It Will All Work Out.


“We know that all things work together for the good of those who love God: those who are called according to His purpose.” Romans 8:28.

Life is not an easy journey. We will experience times of sadness and sorrow, and there will be times in which we have absolutely no idea what is going on. Though we may not realize it, everything we experience is part of God’s plan. Paul wrote to the church in Rome that everything we experience, whether it be good or bad, will ultimately work together for good. Paul reminds us that no matter how bad the situation is, God can and will bring good out of it.

Paul was a man that knew a thing or two about being in bad situations. Immediately after his conversion to Christianity, he was chased out of town by a group of men that wanted to kill him. In fact, he was forced to leave under the cover of night, and had to be lowered from the city gate hidden in a basket. In all of his missionary journeys, he encountered great hardships. He was beaten, almost stoned to death, nearly torn apart by a riotous mob, arrested, imprisoned, beaten again, shipwrecked, bitten by a poisonous snake, put on house arrest, and eventually beheaded. Despite everything that Paul encountered, he had enough faith in God to understand that it was all part of God’s plan. Though Paul wasn’t able to see the big picture, he knew that God would not leave him high and dry; Paul knew that God would bring good out of the situation, just as He had done for Joseph in the Old Testament.

We must have faith in God when we are going through the valleys and trials of our lives. Though things may be tough and we may not understand what is going on, we must remember that God is in control. He will bring the situation to an end and He will bring good out of even the worst situations. We cannot see the big picture, but God is in control nonetheless.

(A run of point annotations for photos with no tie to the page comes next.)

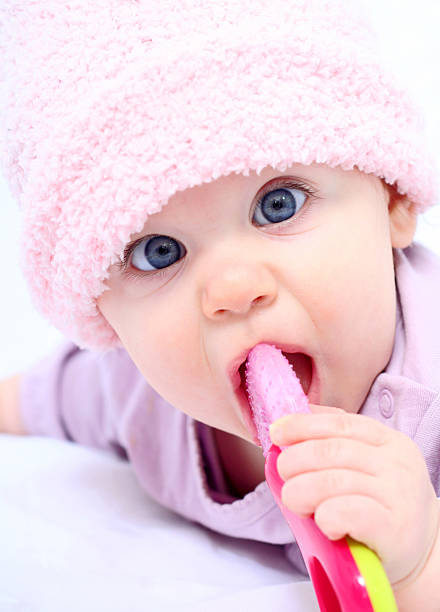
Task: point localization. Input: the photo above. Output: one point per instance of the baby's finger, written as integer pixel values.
(294, 428)
(361, 517)
(318, 409)
(305, 492)
(313, 455)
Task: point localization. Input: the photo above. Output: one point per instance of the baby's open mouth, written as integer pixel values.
(301, 363)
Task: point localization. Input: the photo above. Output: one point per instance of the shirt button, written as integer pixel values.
(386, 404)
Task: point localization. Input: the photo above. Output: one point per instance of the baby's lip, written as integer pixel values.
(303, 364)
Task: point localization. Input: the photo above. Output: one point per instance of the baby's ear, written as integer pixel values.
(403, 219)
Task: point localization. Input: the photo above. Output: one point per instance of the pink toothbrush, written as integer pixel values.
(346, 575)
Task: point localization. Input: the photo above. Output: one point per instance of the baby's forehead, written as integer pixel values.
(320, 175)
(245, 187)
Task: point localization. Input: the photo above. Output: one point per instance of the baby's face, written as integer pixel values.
(301, 259)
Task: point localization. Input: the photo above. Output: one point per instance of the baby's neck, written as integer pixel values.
(243, 462)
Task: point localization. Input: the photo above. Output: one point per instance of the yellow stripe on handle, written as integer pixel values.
(376, 581)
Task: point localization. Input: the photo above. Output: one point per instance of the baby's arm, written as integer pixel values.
(363, 479)
(72, 394)
(10, 419)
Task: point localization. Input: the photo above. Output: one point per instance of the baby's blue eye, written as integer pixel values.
(156, 252)
(278, 205)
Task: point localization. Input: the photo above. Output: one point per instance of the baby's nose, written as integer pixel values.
(238, 288)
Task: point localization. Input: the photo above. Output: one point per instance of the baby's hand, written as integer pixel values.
(363, 479)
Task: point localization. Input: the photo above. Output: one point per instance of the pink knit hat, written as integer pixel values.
(112, 106)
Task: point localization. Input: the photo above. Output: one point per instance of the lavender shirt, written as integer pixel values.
(103, 401)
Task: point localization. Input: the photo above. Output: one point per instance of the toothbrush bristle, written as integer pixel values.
(273, 389)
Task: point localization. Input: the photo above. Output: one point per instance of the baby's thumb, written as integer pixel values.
(317, 409)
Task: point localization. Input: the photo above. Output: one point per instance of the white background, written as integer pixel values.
(409, 32)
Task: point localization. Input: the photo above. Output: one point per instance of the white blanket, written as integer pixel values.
(78, 533)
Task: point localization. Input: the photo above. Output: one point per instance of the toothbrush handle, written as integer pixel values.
(338, 583)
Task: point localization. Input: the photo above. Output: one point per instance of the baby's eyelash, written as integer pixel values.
(289, 184)
(122, 263)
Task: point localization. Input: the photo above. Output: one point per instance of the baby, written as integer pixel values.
(200, 177)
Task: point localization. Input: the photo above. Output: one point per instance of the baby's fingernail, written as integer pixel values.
(276, 428)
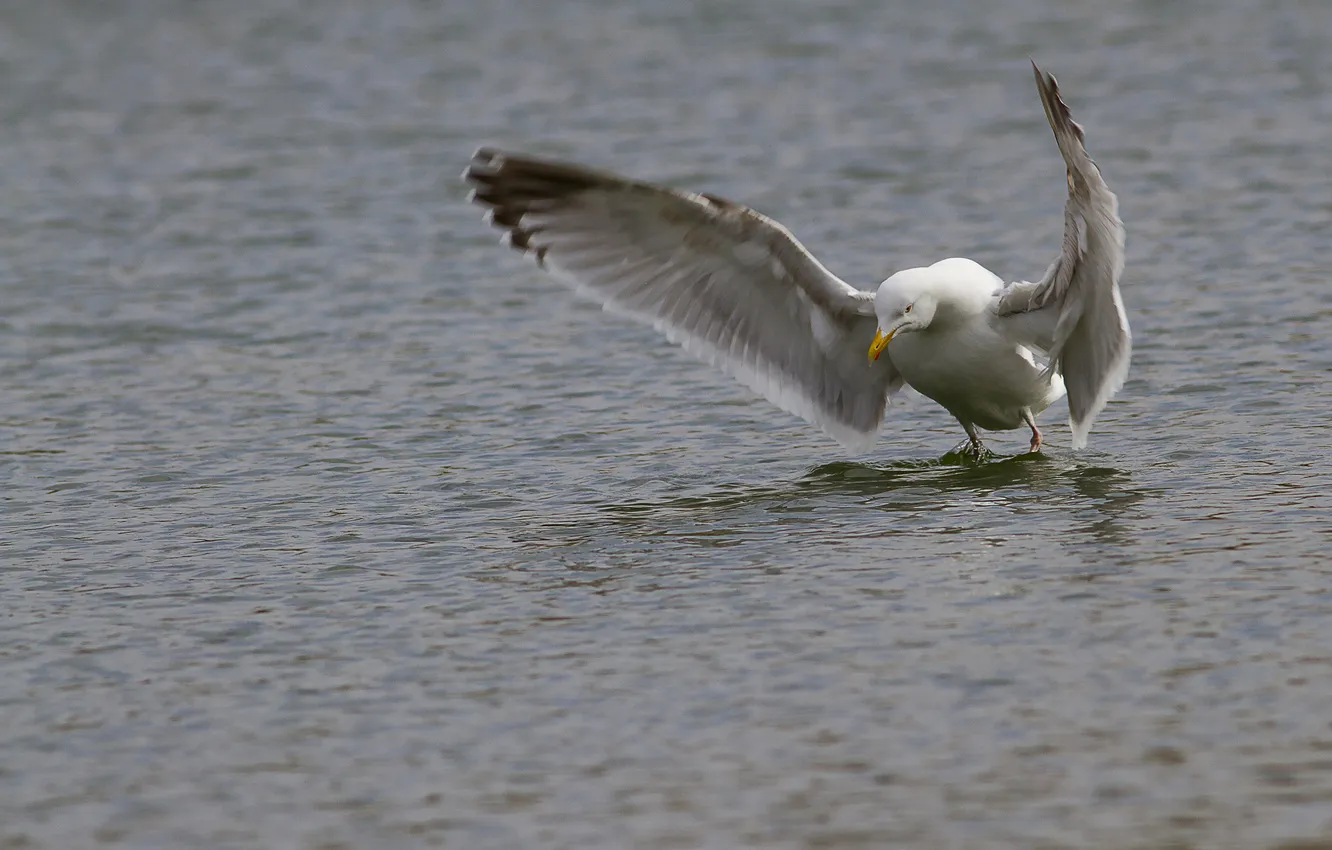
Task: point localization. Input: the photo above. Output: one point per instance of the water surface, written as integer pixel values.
(329, 524)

He will not let His people suffer, He will turn our pain into rejoicing.

The Deadliest Weapon.


“For every creature– animal or bird, reptile or fish–is tamed and has been tamed by man, but no man can tame the tongue. It is a restless evil, full of deadly poison. With it we bless our Lord and Father, and with it we curse men who are made in God’s likeness. Out of the same mouth come blessing and cursing. My brothers, these things should not be this way.” James 3:10.

We’ve all heard the saying “sticks and stones may break my bones, but words will never hurt me.” As much as we’d like to believe that words can’t hurt us, the truth of the matter is that words hurt, sometimes very much so. Our tongues, and the words we use, give light to what kind of people we are on the inside. Many times, the words we use do not add up with the lifestyle we claim to lead.

Try as we might, there is little we can do to control our tongues. We may try not to lose our tempers, or to speak out in anger, and we try to be more patient. However, despite all our best efforts, there are times in which we will say whatever is the first thing to come into our mind, whether good or bad. The tongue is a muscle that we cannot train nor tame. The words we use can hurt people more than a actual physical attack, and the scars left by our hurtful words linger and do not always heal. As James said, the tongue is full of deadly poison.

But our tongues aren’t completely bad, they can be used for good. It is with our tongues that we give voice to our prayers and our praise to God. It is with our tongues that we express sentiments of love and friendship. Yet these same tongues that can sing praises to God can also be used to hurt people, and more often the people we hurt with our tongues are the ones we love and care about. James issues a strong warning about cursing one another: since we are all made in God’s image, we are not only lashing out at man when we curse each other, but we are also cursing God, and that is something we should never do.

We must work daily on controlling our tongues. It is not an easy task, and it is one that we will struggle with. But we must not allow our tongues to be used to tear down others and to spew deadly poison. We cannot allow our tongues to give praise to God with one breath and curse our fellow believers with the next. We must remember that our words reflect the true nature of our hearts, if we have anger and hatred in our hearts, then naturally our words will be filled with hatred and anger. But if we have Christ in our hearts, our words should reflect that. We should not talk like everyone else, and we certainly should not use words that will hurt others.